If I was asked to sing the praises of NBC's painfully underwatched family drama, "Parenthood," I would need a Broadway stage, a follow spot, and a metric ton of sparkly confetti, because it's that good.  And the first two episodes of season 4 are tear-jerking, warm-fuzzy proof that it's only getting better with age.  Last summer, the Braverman clan celebrated with a wedding, a proposal, an adoption, and a first time for two teenaged lovebirds.  

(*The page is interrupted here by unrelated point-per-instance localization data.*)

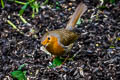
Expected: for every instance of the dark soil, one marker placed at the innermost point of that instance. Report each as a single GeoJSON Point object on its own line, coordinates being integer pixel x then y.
{"type": "Point", "coordinates": [97, 50]}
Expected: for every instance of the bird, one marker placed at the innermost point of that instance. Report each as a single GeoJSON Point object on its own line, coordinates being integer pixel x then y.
{"type": "Point", "coordinates": [60, 41]}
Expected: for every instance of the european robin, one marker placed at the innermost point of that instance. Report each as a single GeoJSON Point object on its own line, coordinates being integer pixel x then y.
{"type": "Point", "coordinates": [60, 41]}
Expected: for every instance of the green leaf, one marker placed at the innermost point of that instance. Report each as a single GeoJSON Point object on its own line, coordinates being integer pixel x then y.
{"type": "Point", "coordinates": [56, 62]}
{"type": "Point", "coordinates": [79, 21]}
{"type": "Point", "coordinates": [20, 75]}
{"type": "Point", "coordinates": [23, 8]}
{"type": "Point", "coordinates": [102, 7]}
{"type": "Point", "coordinates": [45, 2]}
{"type": "Point", "coordinates": [21, 66]}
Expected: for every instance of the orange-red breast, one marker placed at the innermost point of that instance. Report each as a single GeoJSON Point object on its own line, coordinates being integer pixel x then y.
{"type": "Point", "coordinates": [60, 41]}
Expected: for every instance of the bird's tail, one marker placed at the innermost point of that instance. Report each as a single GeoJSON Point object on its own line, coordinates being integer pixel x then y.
{"type": "Point", "coordinates": [76, 15]}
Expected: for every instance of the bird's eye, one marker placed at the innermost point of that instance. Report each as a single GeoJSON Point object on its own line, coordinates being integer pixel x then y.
{"type": "Point", "coordinates": [48, 38]}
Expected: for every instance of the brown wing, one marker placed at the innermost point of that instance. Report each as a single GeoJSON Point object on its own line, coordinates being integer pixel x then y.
{"type": "Point", "coordinates": [76, 15]}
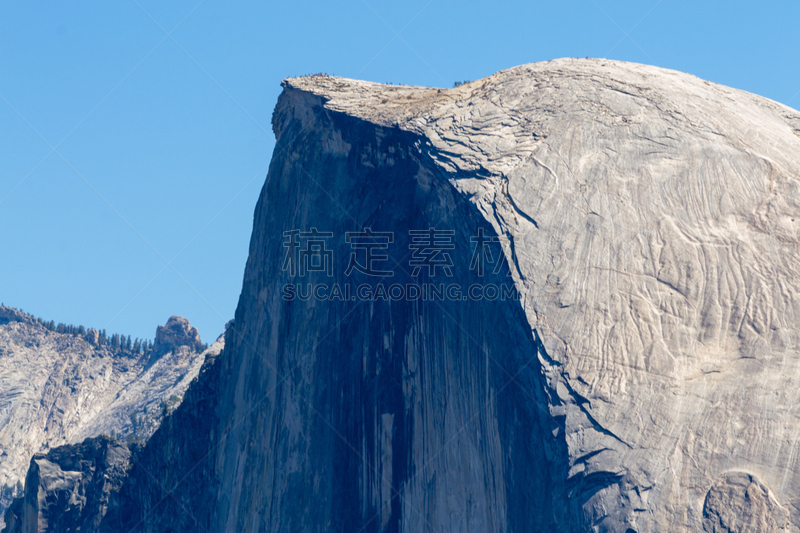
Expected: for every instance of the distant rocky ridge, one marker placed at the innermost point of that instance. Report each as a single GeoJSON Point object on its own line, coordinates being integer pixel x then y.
{"type": "Point", "coordinates": [68, 488]}
{"type": "Point", "coordinates": [647, 380]}
{"type": "Point", "coordinates": [59, 388]}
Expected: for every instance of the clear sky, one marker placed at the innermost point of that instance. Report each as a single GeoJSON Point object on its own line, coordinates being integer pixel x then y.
{"type": "Point", "coordinates": [135, 135]}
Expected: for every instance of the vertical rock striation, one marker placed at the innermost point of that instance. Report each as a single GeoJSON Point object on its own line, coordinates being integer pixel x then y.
{"type": "Point", "coordinates": [67, 489]}
{"type": "Point", "coordinates": [646, 380]}
{"type": "Point", "coordinates": [58, 389]}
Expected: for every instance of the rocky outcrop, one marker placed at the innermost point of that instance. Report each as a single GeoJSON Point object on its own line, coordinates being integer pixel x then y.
{"type": "Point", "coordinates": [175, 333]}
{"type": "Point", "coordinates": [67, 489]}
{"type": "Point", "coordinates": [58, 389]}
{"type": "Point", "coordinates": [646, 379]}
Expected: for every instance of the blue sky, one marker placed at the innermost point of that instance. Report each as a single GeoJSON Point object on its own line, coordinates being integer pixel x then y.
{"type": "Point", "coordinates": [135, 135]}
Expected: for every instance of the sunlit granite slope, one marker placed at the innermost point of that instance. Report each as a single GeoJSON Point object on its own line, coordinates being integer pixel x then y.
{"type": "Point", "coordinates": [647, 380]}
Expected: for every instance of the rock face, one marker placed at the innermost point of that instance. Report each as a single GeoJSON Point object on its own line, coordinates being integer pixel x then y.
{"type": "Point", "coordinates": [68, 488]}
{"type": "Point", "coordinates": [175, 333]}
{"type": "Point", "coordinates": [646, 380]}
{"type": "Point", "coordinates": [58, 389]}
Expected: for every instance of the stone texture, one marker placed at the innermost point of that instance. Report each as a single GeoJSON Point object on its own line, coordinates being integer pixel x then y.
{"type": "Point", "coordinates": [648, 379]}
{"type": "Point", "coordinates": [57, 389]}
{"type": "Point", "coordinates": [175, 333]}
{"type": "Point", "coordinates": [738, 502]}
{"type": "Point", "coordinates": [67, 489]}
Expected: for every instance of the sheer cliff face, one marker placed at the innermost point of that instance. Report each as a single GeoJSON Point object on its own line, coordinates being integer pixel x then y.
{"type": "Point", "coordinates": [59, 389]}
{"type": "Point", "coordinates": [648, 378]}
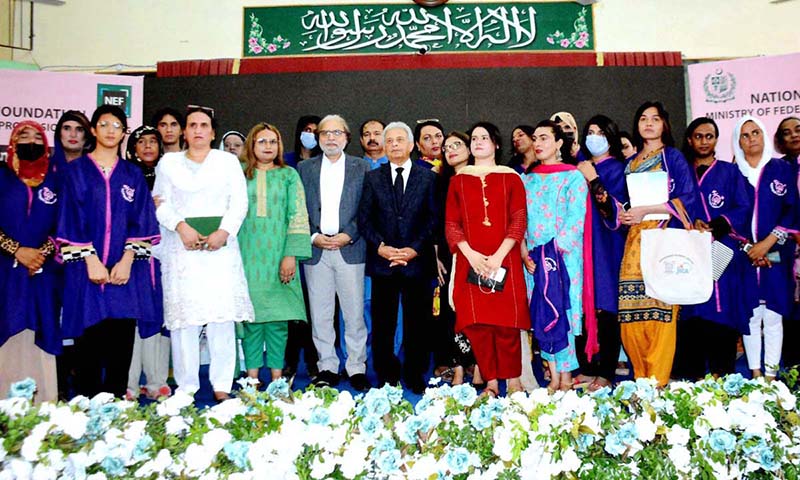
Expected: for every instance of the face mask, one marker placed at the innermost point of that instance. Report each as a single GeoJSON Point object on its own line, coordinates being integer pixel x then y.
{"type": "Point", "coordinates": [308, 140]}
{"type": "Point", "coordinates": [597, 144]}
{"type": "Point", "coordinates": [29, 152]}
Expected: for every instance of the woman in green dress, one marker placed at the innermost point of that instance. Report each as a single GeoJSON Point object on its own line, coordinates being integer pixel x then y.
{"type": "Point", "coordinates": [274, 238]}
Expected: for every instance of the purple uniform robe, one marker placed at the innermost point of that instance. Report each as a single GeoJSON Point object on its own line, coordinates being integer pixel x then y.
{"type": "Point", "coordinates": [106, 216]}
{"type": "Point", "coordinates": [774, 202]}
{"type": "Point", "coordinates": [723, 192]}
{"type": "Point", "coordinates": [608, 235]}
{"type": "Point", "coordinates": [29, 216]}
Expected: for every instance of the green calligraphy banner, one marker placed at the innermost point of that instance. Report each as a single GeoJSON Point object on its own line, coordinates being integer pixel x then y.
{"type": "Point", "coordinates": [467, 27]}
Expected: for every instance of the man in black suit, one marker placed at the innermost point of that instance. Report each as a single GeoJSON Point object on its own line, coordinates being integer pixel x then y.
{"type": "Point", "coordinates": [397, 217]}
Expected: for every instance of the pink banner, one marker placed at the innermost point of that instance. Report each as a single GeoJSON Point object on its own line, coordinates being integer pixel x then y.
{"type": "Point", "coordinates": [45, 96]}
{"type": "Point", "coordinates": [767, 88]}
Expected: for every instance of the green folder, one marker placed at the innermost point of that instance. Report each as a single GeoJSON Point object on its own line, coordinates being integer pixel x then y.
{"type": "Point", "coordinates": [205, 226]}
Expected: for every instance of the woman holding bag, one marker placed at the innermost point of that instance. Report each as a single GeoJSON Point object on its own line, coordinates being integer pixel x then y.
{"type": "Point", "coordinates": [648, 325]}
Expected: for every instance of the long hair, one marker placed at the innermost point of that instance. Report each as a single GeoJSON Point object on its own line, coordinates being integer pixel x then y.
{"type": "Point", "coordinates": [666, 134]}
{"type": "Point", "coordinates": [566, 149]}
{"type": "Point", "coordinates": [248, 156]}
{"type": "Point", "coordinates": [611, 132]}
{"type": "Point", "coordinates": [688, 151]}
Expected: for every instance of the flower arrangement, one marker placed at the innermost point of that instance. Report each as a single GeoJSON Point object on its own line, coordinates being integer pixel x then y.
{"type": "Point", "coordinates": [727, 429]}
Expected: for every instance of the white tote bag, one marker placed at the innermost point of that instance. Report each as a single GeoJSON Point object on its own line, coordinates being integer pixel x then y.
{"type": "Point", "coordinates": [676, 265]}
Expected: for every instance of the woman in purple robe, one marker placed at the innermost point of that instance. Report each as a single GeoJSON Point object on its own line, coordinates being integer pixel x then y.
{"type": "Point", "coordinates": [106, 230]}
{"type": "Point", "coordinates": [30, 336]}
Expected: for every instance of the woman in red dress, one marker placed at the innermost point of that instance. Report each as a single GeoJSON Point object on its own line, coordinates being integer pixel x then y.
{"type": "Point", "coordinates": [484, 222]}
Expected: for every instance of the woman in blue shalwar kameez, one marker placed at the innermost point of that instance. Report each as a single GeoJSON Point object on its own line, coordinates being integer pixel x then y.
{"type": "Point", "coordinates": [106, 230]}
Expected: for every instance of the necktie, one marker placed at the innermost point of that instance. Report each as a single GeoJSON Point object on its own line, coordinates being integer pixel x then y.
{"type": "Point", "coordinates": [398, 186]}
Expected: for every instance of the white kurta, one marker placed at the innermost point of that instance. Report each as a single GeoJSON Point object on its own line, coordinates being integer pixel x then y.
{"type": "Point", "coordinates": [201, 287]}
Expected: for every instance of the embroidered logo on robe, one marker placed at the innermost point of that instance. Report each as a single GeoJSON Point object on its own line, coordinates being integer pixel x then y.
{"type": "Point", "coordinates": [715, 199]}
{"type": "Point", "coordinates": [47, 196]}
{"type": "Point", "coordinates": [127, 193]}
{"type": "Point", "coordinates": [778, 188]}
{"type": "Point", "coordinates": [550, 265]}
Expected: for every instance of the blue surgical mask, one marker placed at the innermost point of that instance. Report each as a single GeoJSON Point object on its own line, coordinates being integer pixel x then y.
{"type": "Point", "coordinates": [308, 140]}
{"type": "Point", "coordinates": [597, 144]}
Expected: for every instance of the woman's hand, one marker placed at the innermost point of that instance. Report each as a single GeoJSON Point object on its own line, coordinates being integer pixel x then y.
{"type": "Point", "coordinates": [189, 237]}
{"type": "Point", "coordinates": [121, 272]}
{"type": "Point", "coordinates": [98, 273]}
{"type": "Point", "coordinates": [287, 269]}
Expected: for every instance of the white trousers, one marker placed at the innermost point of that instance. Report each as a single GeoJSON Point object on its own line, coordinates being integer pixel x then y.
{"type": "Point", "coordinates": [152, 355]}
{"type": "Point", "coordinates": [773, 340]}
{"type": "Point", "coordinates": [186, 356]}
{"type": "Point", "coordinates": [333, 276]}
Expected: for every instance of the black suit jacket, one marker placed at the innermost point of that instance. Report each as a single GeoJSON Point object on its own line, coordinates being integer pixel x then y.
{"type": "Point", "coordinates": [412, 224]}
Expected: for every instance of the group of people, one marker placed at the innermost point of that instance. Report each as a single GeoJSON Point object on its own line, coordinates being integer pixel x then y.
{"type": "Point", "coordinates": [112, 257]}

In the premiere, aptly titled "Family Portrait," the rose-colored happiness of those milestones wears off, and reality is settles in. Newlyweds Crosby and Jasmine (Dax Shepard and Joy Bryant) are forced to define their nearly muddled and vague religious beliefs for their son.  Adam and Kristina (the equally amazing Peter Krause and Monica Potter) prepare to say goodbye to a moody, college-bound daughter.  Finally, my favorite couple, Julia and Joel (Erika Christensen and Sam Jaeger) struggle with the reality of adopting a fully-fledged child and not a baby that would seamlessly fit into any family.  

The season opener wisely finds a pitch-perfect drama-lite tone while forecasting heavier arcs with a blink-and-you-miss-it finesse you rarely find on television anymore.  This season also welcomes "Men Of A Certain Age's" Ray Romano as Hank, a grumpy, socially inept photographer.  He dives into his character's shortcomings with a eager glee that it's difficult not to fall in love with the curmudgeonly whacko.  And there in lies the rub, because as Sarah (Lauren Graham) pursues a job with at his studio, her fiancé, is currently being left out of the family photo because he and Sarah aren't officially married.  

The best, most endearing story of the season premiere has to be the one deftly handled by Krause's responsible and somehow fun Adam, and the drastic steps he takes to protect his niece Amber (the heartbreakingly gifted Mae Whitman) who's now working at the Luncheonette.  What he does might be cringe-worthy and mortifying, but the reason behind it is nothing less than aww-worthy.  I do hope that irksome Hattie stays at Cornell until the holidays, and that matriarch Camille (Bonnie Bedelia) finds more to do this season than dispense wisdom derived from her stint as a hippie while she dabs paint of a canvas.  While the premiere did lag in spots, I will say without utilizing the SPOILER ALERT! alarm, that the rest of the season aims nastily for the heart, so do not miss the second episode.

Admittedly, the Bravermans might be the most functional family in history, but they do it with such a realistic, squabbling joy that it almost always takes the viewer back to their own flawed clan.  If you watch any show this season, make it "Parenthood" and don't forget the tissues.